Designing Data Intensive Applications Review

Safari Books Online


This is a reference to the first printed edition from March 2017.

Presented at over 500 pages, in three parts, this book is about the building blocks of data systems and the engineering it requires to provide the three pillars of Reliability, Scalability, and Maintainability.

The big ideas here are taken from the last 30 years consolidated in Document based, Graph, Relational and Key Value storage systems.

We can expect hybrid solutions that take on the characteristics of more than one model.

The recurring idea is that for any given problem there are several solutions, for example, in memory or disk based storage.

The data access patterns presented are relevant for readers who are front-end developers streaming data into the UI and may have already have encountered uni-directional data-flow models like ReactJS.

Distributed computing is most successful where failure is modelled as a first class concept for reliability.
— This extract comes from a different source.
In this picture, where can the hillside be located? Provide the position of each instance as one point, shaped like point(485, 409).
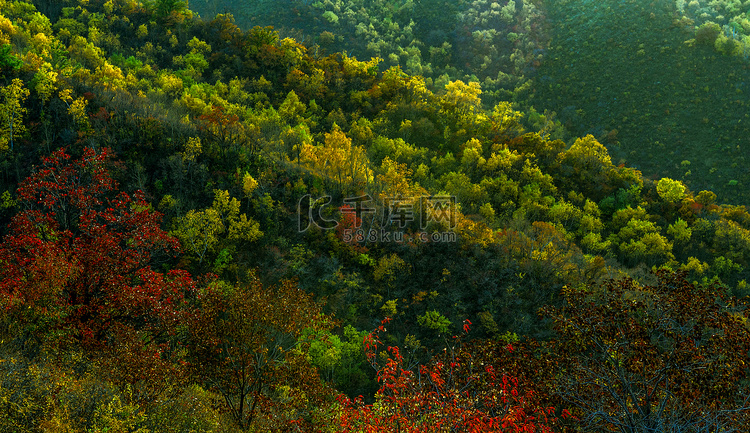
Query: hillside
point(211, 229)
Just because traditional database systems use transactions it does not mean that an application is free from end to end data-loss and corruption - there needs to be in place additional countermeasures.

Reading the book is a journey through a sometimes pessimistic geography presented as illustrations in the chapters :-

Ocean of Distributed data

Sea of Derived Data

Gulf of Binary Encodings

Bay of Causality

Partitioning Atoll

Wrecks of Homegrown consensus Alogorithms

Harsh Winds of Reality

Finally, the book touches on the responsibilty of what we do with the data being collected, since we have access to almost unlimited storage sizes and duration of the analytics across the entire life span of individuals.